• I’m trying to speed up slow queries from the update_meta_cache function in WP which sorts postmeta post id looks up by the meta_id column, as below:

    SELECT post_id, meta_key, meta_value
    FROM wp_postmeta
    WHERE post_id IN (100,….)
    ORDER BY meta_id ASC;

    Adding the indexes in this plugin seems to add an additional 90ms on large look ups (when requesting hundreds of IDs) than the standard indexes.

    Do you have any suggestions on potential indexes that could be added to speed up sorting by meta_id? I’m guessing because the meta_id isn’t in the original select, it results in an extra order by filesort which is much slower?

Viewing 2 replies - 1 through 2 (of 2 total)
  • Plugin Author OllieJones

    (@olliejones)

    Thanks for the question. Some versions of MySQL / MariaDB perform the IN (long, list, of, id, values) operation absurdly slowly.

    It would help troubleshooting if you uploaded your database metadata and a monitor showing the problem.

    Thread Starter Antony Booker

    (@antonynz)

    Thanks for the reply.

    The bottleneck appears to be when “ORDER BY meta_id ASC;” is in the query with the high performance keys which results in a high creating sort time.

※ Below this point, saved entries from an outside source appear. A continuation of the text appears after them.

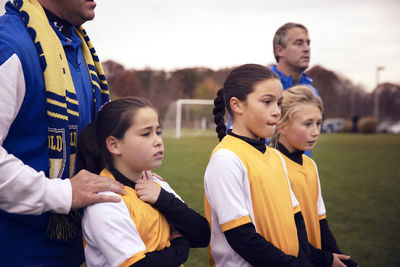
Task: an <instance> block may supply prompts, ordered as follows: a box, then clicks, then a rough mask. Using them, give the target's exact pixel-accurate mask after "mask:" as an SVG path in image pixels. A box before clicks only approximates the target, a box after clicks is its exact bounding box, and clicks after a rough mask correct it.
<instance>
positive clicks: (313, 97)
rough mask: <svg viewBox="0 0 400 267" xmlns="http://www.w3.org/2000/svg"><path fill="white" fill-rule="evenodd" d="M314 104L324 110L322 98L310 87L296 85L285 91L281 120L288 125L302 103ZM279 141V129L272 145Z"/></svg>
mask: <svg viewBox="0 0 400 267" xmlns="http://www.w3.org/2000/svg"><path fill="white" fill-rule="evenodd" d="M306 104H312V105H314V106H316V107H318V108H319V110H320V111H321V113H323V111H324V106H323V103H322V100H321V98H320V97H319V96H317V95H316V94H315V93H314V92H313V91H312V90H311V88H310V87H308V86H305V85H296V86H293V87H291V88H289V89H287V90H285V91H284V92H283V100H282V104H281V118H280V120H279V122H280V123H281V124H282V126H283V127H286V126H288V125H289V124H290V123H291V122H292V121H293V117H294V114H295V113H296V112H298V111H299V110H300V107H301V105H306ZM278 142H279V132H278V129H276V130H275V134H274V135H273V136H272V138H271V141H270V146H271V147H277V145H278Z"/></svg>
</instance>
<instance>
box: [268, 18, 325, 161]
mask: <svg viewBox="0 0 400 267" xmlns="http://www.w3.org/2000/svg"><path fill="white" fill-rule="evenodd" d="M310 44H311V41H310V38H309V36H308V30H307V28H306V27H305V26H303V25H302V24H299V23H292V22H289V23H286V24H284V25H282V26H281V27H280V28H279V29H278V30H277V31H276V33H275V36H274V40H273V51H274V57H275V59H276V62H277V63H276V65H271V66H270V69H271V70H272V72H274V73H275V74H276V75H278V77H279V79H280V80H281V83H282V86H283V90H286V89H287V88H289V87H292V86H294V85H298V84H303V85H307V86H309V87H310V88H311V89H312V90H313V92H314V93H315V94H316V95H317V96H319V94H318V91H317V90H316V89H315V88H314V87H313V86H311V82H312V79H311V77H310V76H308V75H307V74H306V73H304V71H305V70H306V69H307V68H308V66H309V64H310V56H311V50H310ZM305 154H306V155H307V156H311V151H306V152H305Z"/></svg>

    Here is a profile of the query with high performance indexes on the postmeta table taking .13s:

    Duration: 0.13756471s

    Starting: 0.000143s
    checking permissions: 0.000006s
    Opening tables: 0.000009s
    After opening tables: 0.000007s
    System lock: 0.000004s
    table lock: 0.000005s
    init: 0.000080s
    Optimizing: 0.000033s
    Statistics: 0.000248s
    Preparing: 0.000017s
    Sorting result: 0.000006s
    Executing: 0.000004s
    Sending data: 0.000006s
    Creating sort index: 0.136885s
    End of update loop: 0.000020s
    Query end: 0.000004s
    Commit: 0.000004s
    Query end: 0.000004s
    closing tables: 0.000004s
    Unlocking tables: 0.000004s
    closing tables: 0.000005s
    Query end: 0.000005s
    Starting cleanup: 0.000004s
    Freeing items: 0.000016s
    Updating status: 0.000013s
    Logging slow query: 0.000024s
    Reset for next command: 0.000006s
    ALTER TABLE wp_postmeta
    ADD PRIMARY KEY (post_id,meta_key,meta_id),
    ADD UNIQUE KEY meta_id (meta_id),
    ADD KEY meta_key (meta_key,meta_value(32),post_id,meta_id),
    ADD KEY meta_value (meta_value(32),meta_id);
    Postmeta rows: 2,019,801 461.4 MiB	

    And a profile with the standard indexes taking .05s

    Query ID: 1 Duration: 0.05160964s

    Starting: 0.000139s
    checking permissions: 0.000006s
    Opening tables: 0.000009s
    After opening tables: 0.000006s
    System lock: 0.000005s
    table lock: 0.000005s
    init: 0.000084s
    Optimizing: 0.000035s
    Statistics: 0.000251s
    Preparing: 0.000027s
    Sorting result: 0.000006s
    Executing: 0.000004s
    Sending data: 0.000006s
    Creating sort index: 0.050946s
    End of update loop: 0.000019s
    Query end: 0.000005s
    Commit: 0.000004s
    Query end: 0.000004s
    closing tables: 0.000004s
    Unlocking tables: 0.000004s
    closing tables: 0.000004s
    Query end: 0.000005s
    Starting cleanup: 0.000004s
    Freeing items: 0.000015s
    Updating status: 0.000009s
    Reset for next command: 0.000006s
    ALTER TABLE wp_postmeta
    ADD PRIMARY KEY (meta_id),
    ADD KEY post_id (post_id),
    ADD KEY meta_key (meta_key(191));
    Postmeta rows: 1,759,255 294.0 MiB

    Could the longer times simply be from the larger database size with the extra indexes?